The easternmost segment of Garrett Place, just east of Sheridan Road on the Northwestern University campus, officially acquired an honorary name Sunday to commemorate the 100th anniversary of the Shakespeare Garden and the Evanston organization that started it.
The honorary name bestowed upon the block by the Evanston City Council is Shakespeare Garden Founders Way, in honor of the women who had just founded the Garden Club of Evanston in 1915.
The group, which included the wife of the noted architect and city planner Daniel Burnham, chose as its initial project the establishment of a garden on the Northwestern campus, to celebrate the 300th anniversary of William Shakespeare’s death.
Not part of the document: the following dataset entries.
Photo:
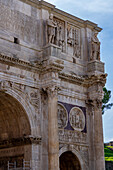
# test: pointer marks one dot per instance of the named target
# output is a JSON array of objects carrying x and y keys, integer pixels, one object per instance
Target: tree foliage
[{"x": 105, "y": 102}]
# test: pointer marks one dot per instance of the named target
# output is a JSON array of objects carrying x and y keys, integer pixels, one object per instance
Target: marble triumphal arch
[{"x": 51, "y": 89}]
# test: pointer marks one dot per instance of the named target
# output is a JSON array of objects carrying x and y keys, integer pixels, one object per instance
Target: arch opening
[
  {"x": 14, "y": 130},
  {"x": 69, "y": 161}
]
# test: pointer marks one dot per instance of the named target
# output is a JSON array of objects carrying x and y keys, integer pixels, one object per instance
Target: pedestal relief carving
[
  {"x": 77, "y": 119},
  {"x": 62, "y": 116},
  {"x": 73, "y": 40}
]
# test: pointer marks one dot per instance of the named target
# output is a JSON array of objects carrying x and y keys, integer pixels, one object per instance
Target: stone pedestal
[
  {"x": 53, "y": 141},
  {"x": 98, "y": 136}
]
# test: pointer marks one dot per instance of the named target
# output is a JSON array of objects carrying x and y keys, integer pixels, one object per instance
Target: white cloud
[{"x": 99, "y": 6}]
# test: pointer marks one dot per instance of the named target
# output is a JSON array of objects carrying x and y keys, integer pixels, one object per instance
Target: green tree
[{"x": 105, "y": 102}]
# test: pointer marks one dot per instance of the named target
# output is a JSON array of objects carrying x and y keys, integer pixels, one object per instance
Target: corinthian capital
[{"x": 52, "y": 91}]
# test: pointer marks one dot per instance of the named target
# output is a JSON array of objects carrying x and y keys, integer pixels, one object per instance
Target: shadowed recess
[
  {"x": 13, "y": 119},
  {"x": 68, "y": 161}
]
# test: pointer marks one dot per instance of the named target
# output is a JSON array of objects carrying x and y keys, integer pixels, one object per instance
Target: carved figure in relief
[
  {"x": 62, "y": 117},
  {"x": 69, "y": 36},
  {"x": 59, "y": 35},
  {"x": 73, "y": 40},
  {"x": 76, "y": 47},
  {"x": 77, "y": 119},
  {"x": 51, "y": 29},
  {"x": 95, "y": 47}
]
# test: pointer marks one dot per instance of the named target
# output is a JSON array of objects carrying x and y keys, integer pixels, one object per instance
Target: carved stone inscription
[
  {"x": 77, "y": 119},
  {"x": 62, "y": 116},
  {"x": 72, "y": 136}
]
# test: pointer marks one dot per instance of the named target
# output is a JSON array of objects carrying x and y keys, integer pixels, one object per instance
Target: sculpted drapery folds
[
  {"x": 51, "y": 29},
  {"x": 95, "y": 47}
]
A proclamation read at a brief ceremony in the nearby Garrett Chapel by Evanston Mayor Elizabeth Tisdahl, designated June 14 as Garden Club of Evanston Day.
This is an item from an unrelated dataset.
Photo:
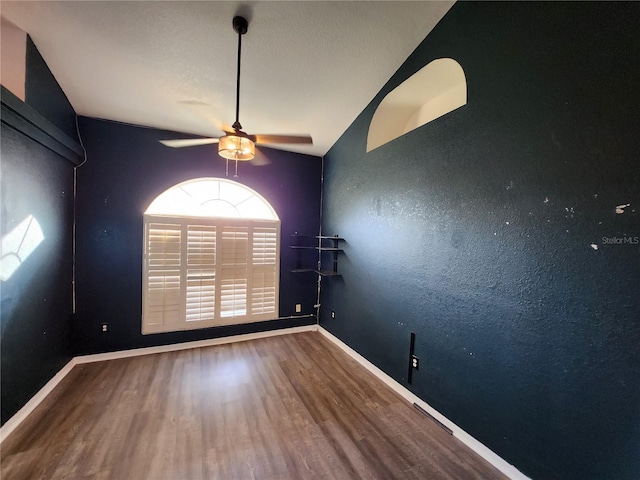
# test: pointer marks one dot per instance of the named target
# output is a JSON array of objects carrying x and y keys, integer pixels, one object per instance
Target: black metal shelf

Many of the club’s members chose to wear hats at the ceremony of the vintage worn at the time of its founding.
The garden, designed by the renowned Danish-American landscape architect Jens Jensen, contains plants mentioned by Shakespeare in his writings.
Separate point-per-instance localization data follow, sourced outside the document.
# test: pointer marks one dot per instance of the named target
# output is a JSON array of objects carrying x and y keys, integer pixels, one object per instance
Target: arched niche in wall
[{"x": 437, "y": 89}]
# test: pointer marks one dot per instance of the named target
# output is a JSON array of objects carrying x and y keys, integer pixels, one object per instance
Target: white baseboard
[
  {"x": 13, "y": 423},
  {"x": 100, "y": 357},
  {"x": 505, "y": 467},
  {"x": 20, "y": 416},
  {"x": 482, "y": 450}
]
While many of the plants would not survive a Midwestern winter, more than 50 thrive in the 70-by-100-foot garden, including rosemary, lavender, thyme, daffodil, pansy, poppy, nasturtium, marigolds, and peonies.
In November 1988, at the urging of the Evanston Preservation Commission, the garden was listed in the National Register of Historic Places.
Cubbage, speaking on behalf of the university, thanked the club “for making that little pocket an oasis of quiet beauty on campus.”